Fludarabine Fludarabine phosphate is rapidly dephosphorylated to 2-fluoro-ara-A and then
phosphorylated intracellularly by deoxycytidine kinase to the active triphosphate,
2-fluoro-ara-ATP. This metabolite appears to act by inhibiting DNA polymerase alpha,
ribonucleotide reductase and DNA primase, thus inhibiting DNA synthesis. The mechanism of
action of this antimetabolite is not completely characterized and may be multi-faceted.

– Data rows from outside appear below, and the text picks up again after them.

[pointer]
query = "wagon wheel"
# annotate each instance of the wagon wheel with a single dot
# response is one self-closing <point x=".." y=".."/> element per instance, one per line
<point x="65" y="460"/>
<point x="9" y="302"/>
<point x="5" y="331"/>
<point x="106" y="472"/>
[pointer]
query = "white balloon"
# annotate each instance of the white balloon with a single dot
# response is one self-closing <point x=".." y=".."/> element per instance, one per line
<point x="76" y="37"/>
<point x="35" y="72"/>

Phase I studies in humans have demonstrated that fludarabine phosphate is rapidly converted
to the active metabolite, 2-fluoro-ara-A, within minutes after intravenous infusion.
Consequently, clinical pharmacology studies have focused on 2-fluoro-ara-A pharmacokinetics.
After the five daily doses of 25 mg 2-fluoro-ara-AMP/m2 to cancer patients infused over 30
minutes, 2-fluoro-ara-A concentrations show a moderate accumulation. During a 5-day treatment
schedule, 2-fluoro-ara-A plasma trough levels increased by a factor of about 2. The terminal
half-life of 2-fluoro-ara-A was estimated as approximately 20 hours. In vitro, plasma protein
binding of fludarabine ranged between 19% and 29%.

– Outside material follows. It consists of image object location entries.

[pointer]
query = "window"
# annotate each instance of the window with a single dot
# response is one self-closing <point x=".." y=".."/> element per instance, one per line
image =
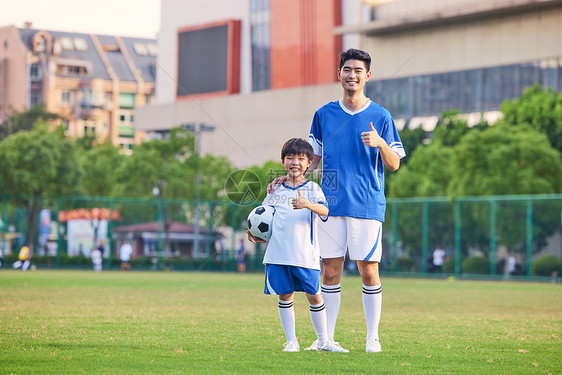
<point x="474" y="90"/>
<point x="126" y="100"/>
<point x="152" y="49"/>
<point x="66" y="43"/>
<point x="261" y="44"/>
<point x="80" y="44"/>
<point x="65" y="98"/>
<point x="140" y="49"/>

CAMPATH Campath-1H is a humanized fusion protein that is directed to CD52 antigen that is
expressed on all lymphocytes, monocytes and macrophages. It has very potent immunosuppressive
property and is effective for prevention of graft-versus-host disease. 30 mg/day of CAMPATH
will be given intravenously over 2 hours on days -4, -3 and -2. The most commonly reported
adverse reactions are infusion reactions fever, chills, hypotension, urticaria, nausea, rash,
tachycardia, dyspnea), cytopenias (neutropenia, lymphopenia, thrombocytopenia, anemia), and
infections (CMV viremia, CMV infection, other infections). In clinical trials, the frequency
of infusion reactions was highest in the first week of treatment. Other commonly reported
adverse reactions include vomiting, abdominal pain, insomnia and anxiety. The most commonly
reported serious adverse reactions are cytopenias, infusion reactions, and
immunosuppression/infections. About 30 minutes before the patient gets Campath, he/she will
be given other medications (such as acetaminophen or diphenhydramine, given orally, not IV)
to help reduce side effects.

Inclusion Criteria:

- 1. Age 16 to 60 years old at the time of pretransplant evaluation.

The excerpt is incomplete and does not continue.